Friday, June 29, 2018

Setting up a campaign background in 10 minutes or less for solo rpg sessions!


Sometimes you want to start a new game, but you don't know where to start. We want to do something fresh, we want to launch a new campaign, but what to do? In this article, I propose a simple and quick technique to lay the foundations for a new campaign setting. This article adapts as well to the solo game as to the traditional game.


The basic idea is to roughly define the outlines of a theme by association of ideas. For that, I just need my stories dices.

For this example, I will create a game universe by combining 3 main ideas

Step 1 - Determine the 3 ideas to associate

To frame my thinking more, I use this old random idea table:

  1. Object
  2. Location
  3. Information / Knowledge
  4. Magic
  5. Unexpected event
  6. Monster / NPC


I launch 3D6 and I get the following results: a place, an event, a magic. For each of the results, I run the stories and write the first ideas that come to mind.


A place

A very rich stable. A huge barn that provides something for the whole region
But this place is in danger, perhaps a curse. A family curse? A cursed place, a curse weighs on the owners
Other questions to develop: Why is it rich? Who is the boss? What does the stable produce?

An event

The dice are very clear: Invaders come to disintegrate the country!
What is their motivation?

A magic

Spices for meditation, pass over an astral plane, special magic?
(first association of idea): these spices are obtained by the powdering of fangs from animals raised on the farm (who said politically incorrect?)
What is this astral plane?


Step 2: Add details and link ideas together

To add details, start by answering the open questions in step 1. The rest comes on its own.

Why is the barn rich?


Drugs! For the astral plane? For some kind of magic?
The stable provides the other kingdoms with these famous spices. The hooked beasts are found only in this region. But in fact, these spices, this form of magic is harmful to health.

Who's in charge of the barn?

A great warrior who made the fomorians leave (awful half giants or mythological people of Ireland?)



What is the motivation of the invaders?

The temperature has dropped at their house. As a result, they were deprived of food. Because of the cold, Wyvernes? Dragons? mountains have nothing to eat either and launch raids against invaders

What is this astral plane?

It is a frozen place made of ice where we seek advice as if to read the future.
This plan was created by a mad magician.

Step 3: Put all the ingredients in a shaker and shake!

All that is needed now is to put the pieces of the puzzle together to form a coherent whole.

A long time ago, the boss of the stable (get him a name) chased the half giants from the southern islands. There, he discovered that the powder of[beasts, monsters?] fangs could produce a form of shamanic magic. To cast their spells, the users of this magic enter a kind of trance that allows them to access a twin half plane. There, they can change reality by manipulating temperature variations. But access to this half-plan has two negative effects:

  • it makes magic users addicted and pushes them to madness
  • the heat in the half-plane transfers the cold to a neighbouring kingdom!
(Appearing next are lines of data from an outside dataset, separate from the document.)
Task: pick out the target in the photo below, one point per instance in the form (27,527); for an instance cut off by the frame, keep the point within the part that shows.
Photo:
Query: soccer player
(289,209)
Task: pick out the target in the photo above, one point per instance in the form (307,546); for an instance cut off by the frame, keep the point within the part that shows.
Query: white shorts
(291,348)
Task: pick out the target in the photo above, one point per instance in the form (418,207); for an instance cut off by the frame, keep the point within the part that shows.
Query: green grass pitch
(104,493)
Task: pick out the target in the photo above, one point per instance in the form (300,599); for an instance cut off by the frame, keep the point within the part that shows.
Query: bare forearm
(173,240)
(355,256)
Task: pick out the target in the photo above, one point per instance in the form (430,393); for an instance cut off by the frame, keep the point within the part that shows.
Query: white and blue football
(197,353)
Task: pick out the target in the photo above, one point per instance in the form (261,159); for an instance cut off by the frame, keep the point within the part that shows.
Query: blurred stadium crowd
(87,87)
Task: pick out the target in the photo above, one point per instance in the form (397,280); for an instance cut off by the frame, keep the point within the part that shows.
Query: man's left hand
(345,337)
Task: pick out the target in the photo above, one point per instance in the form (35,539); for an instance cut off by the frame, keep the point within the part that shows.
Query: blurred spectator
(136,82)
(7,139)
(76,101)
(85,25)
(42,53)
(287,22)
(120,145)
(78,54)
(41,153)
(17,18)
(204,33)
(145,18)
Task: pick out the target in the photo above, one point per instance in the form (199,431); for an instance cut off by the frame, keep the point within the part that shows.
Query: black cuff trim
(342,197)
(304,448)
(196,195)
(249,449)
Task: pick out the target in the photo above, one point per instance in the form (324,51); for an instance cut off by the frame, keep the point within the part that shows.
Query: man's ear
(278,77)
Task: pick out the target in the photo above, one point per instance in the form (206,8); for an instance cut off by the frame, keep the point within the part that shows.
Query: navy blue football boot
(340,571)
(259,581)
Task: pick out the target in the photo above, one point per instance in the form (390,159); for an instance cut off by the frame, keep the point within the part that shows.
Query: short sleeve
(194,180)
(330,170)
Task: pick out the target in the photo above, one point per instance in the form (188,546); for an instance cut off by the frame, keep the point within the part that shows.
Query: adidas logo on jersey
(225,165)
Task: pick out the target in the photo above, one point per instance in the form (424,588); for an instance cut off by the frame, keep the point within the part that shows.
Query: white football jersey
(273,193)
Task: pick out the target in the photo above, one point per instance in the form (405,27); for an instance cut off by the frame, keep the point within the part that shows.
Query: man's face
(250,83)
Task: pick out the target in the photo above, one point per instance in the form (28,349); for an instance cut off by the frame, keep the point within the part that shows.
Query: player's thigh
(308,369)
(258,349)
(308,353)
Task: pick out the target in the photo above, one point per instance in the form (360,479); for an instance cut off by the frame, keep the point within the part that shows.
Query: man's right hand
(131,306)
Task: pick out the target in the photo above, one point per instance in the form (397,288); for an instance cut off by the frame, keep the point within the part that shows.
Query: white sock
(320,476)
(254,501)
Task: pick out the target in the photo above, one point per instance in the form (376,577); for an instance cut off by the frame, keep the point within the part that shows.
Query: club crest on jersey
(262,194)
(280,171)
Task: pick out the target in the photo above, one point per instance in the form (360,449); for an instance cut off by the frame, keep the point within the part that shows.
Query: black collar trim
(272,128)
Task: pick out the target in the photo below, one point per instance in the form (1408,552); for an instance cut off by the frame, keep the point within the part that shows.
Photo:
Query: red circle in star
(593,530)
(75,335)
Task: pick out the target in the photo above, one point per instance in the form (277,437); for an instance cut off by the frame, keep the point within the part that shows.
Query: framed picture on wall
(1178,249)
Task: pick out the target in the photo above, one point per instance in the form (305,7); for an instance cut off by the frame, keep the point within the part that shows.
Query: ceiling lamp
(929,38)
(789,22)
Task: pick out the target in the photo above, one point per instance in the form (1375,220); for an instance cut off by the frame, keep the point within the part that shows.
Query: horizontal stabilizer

The effects are so great that their climate has changed making their home inhospitable.

Having understood the cause of their exile, the warriors of the neighbouring country came to solve the problem.
Optional (maybe for a second campaign): the half plan was created by someone for a particular reason. Its discovery and access may not be a coincidence...

Step 5 - Solo RPG or traditional game

The Game Master preparing his campaign now has enough material to refine his background and write his campaign.
For the solo RPG, things have to be considered differently. Please note that at no time do I judge anyone. At this point, I don't decide on any alignment and no one is designated as nice or mean. Everything I have written remains ambivalent and has a clear side and a dark side. It is the game itself that will refine the contours.

Example:
At first glance one might think that the invaders are coming to save their country from this harmful magic. But how are they going to do that? Will they be understanding? Or will they wish to burn everything?
The owner of this barn became rich trading a not very clean product. Is it deliberate or not?
What is this half-plane really? What's locked in it? Something nice? The souls of the victims of the barbarism of the stable owner? Or Cthulhu himself?

All these clarifications must now come from the game sessions.